Major not-for-profit hospital groups are creating their own drug-making companies to fight drug shortages and high medicine prices.
Once-cheap generic drugs have rocketed in price in the last few years, and those that haven’t are running in increasingly short stock.
It means hospitals, which rely heavily on generic injectable medicines, are being forced to spend much more money on drugs, or offer less effective ones, while delegating staff to spend valuable work hours searching for good alternatives.
Now, four hospital groups – Intermountain Health, Ascension and two Catholic health systems, Trinity Health and SSM Health, plus the VA health system – are backing the not-for-profit company model in a desperate bid to change the status quo.
Several major not-for-profit hospital groups are trying their own solution to drug shortages and high drug prices: creating a company to make cheaper generic drugs
Together, the five groups include more than 450 hospitals, nearly one-tenth of U.S. hospitals.
They also run numerous clinics, nursing homes, doctors’ offices and other medical facilities, along with hospice and home care programs and an insurance plan. More health systems are expected to join soon.
The goal is to counter the consolidation of generic drugmakers that’s caused shortages for more than a decade and allowed some companies to raise prices many times over what some generics once cost. Those include antibiotics, morphine, heart drugs and others.
‘It’s an ambitious plan,’ Intermountain Healthcare CEO Dr. Marc Harrison said in a statement.
He said health care systems ‘are in the best position to fix the problems in the generic drug market. We witness, on a daily basis, how shortages of essential generic medication or egregious cost increases for those same drugs affect our patients.’
Generic drugs can be manufactured very inexpensively, offering the hospital groups the chance to save hundreds of millions of dollars annually.
The new company will either contract manufacturing to an existing company or get Food and Drug Administration approval to make medicines itself.
The company will be guided by an advisory board of high-profile experts from government, the pharmaceutical industry and Harvard Business School.

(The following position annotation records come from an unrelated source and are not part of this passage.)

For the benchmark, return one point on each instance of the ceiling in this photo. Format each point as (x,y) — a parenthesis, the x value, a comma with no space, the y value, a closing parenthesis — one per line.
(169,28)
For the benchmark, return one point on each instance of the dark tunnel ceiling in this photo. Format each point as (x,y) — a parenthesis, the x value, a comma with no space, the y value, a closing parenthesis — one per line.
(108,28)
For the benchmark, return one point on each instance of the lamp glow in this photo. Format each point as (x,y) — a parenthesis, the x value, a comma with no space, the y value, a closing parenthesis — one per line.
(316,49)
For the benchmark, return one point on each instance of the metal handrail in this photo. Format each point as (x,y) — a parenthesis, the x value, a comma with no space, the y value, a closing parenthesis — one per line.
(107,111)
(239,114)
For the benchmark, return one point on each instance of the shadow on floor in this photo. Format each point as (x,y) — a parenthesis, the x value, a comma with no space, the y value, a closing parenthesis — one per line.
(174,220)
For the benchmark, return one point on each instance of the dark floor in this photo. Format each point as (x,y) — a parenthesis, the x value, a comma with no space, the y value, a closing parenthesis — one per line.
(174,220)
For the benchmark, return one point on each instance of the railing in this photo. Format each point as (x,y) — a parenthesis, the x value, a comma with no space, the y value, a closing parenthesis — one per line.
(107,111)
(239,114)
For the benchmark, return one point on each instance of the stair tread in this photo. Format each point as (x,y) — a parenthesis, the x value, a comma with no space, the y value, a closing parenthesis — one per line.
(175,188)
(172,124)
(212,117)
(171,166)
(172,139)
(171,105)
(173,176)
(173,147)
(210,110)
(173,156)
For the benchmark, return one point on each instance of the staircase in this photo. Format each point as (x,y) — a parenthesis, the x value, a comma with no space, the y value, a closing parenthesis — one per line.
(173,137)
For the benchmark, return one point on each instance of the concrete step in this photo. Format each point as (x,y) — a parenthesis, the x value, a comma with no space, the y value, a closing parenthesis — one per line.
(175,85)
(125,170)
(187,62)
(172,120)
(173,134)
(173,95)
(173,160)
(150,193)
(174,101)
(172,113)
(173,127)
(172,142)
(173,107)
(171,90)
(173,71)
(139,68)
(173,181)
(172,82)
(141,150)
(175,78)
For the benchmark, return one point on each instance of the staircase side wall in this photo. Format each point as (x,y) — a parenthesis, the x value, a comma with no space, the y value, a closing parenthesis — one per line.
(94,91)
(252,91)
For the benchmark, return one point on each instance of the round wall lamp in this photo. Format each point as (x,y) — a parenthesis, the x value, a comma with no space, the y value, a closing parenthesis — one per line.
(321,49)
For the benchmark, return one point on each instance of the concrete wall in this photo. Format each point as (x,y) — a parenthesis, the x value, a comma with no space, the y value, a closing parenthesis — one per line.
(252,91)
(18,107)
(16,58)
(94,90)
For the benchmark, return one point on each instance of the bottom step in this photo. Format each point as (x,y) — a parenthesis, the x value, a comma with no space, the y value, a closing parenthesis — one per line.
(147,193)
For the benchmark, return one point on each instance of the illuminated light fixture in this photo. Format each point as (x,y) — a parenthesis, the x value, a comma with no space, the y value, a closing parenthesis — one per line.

Members include former Centers for Medicare and Medicaid Services administrator Dr Don Berwick and Bob Kerrey, a pharmacist and former governor and senator from Nebraska.
Ascension, based in St Louis, is the biggest US non-profit health system, with 141 hospitals in 22 states.
North-Dakota-based Trinity Health operates 93 hospitals in 22 states. St. Louis-based SSM Health runs 24 hospitals in four Midwestern states.
Salt Lake City-based Intermountain has 22 hospitals in Utah and Idaho.
The Veterans Administration runs the country’s largest integrated health system, with hospitals across the U.S. and its territories.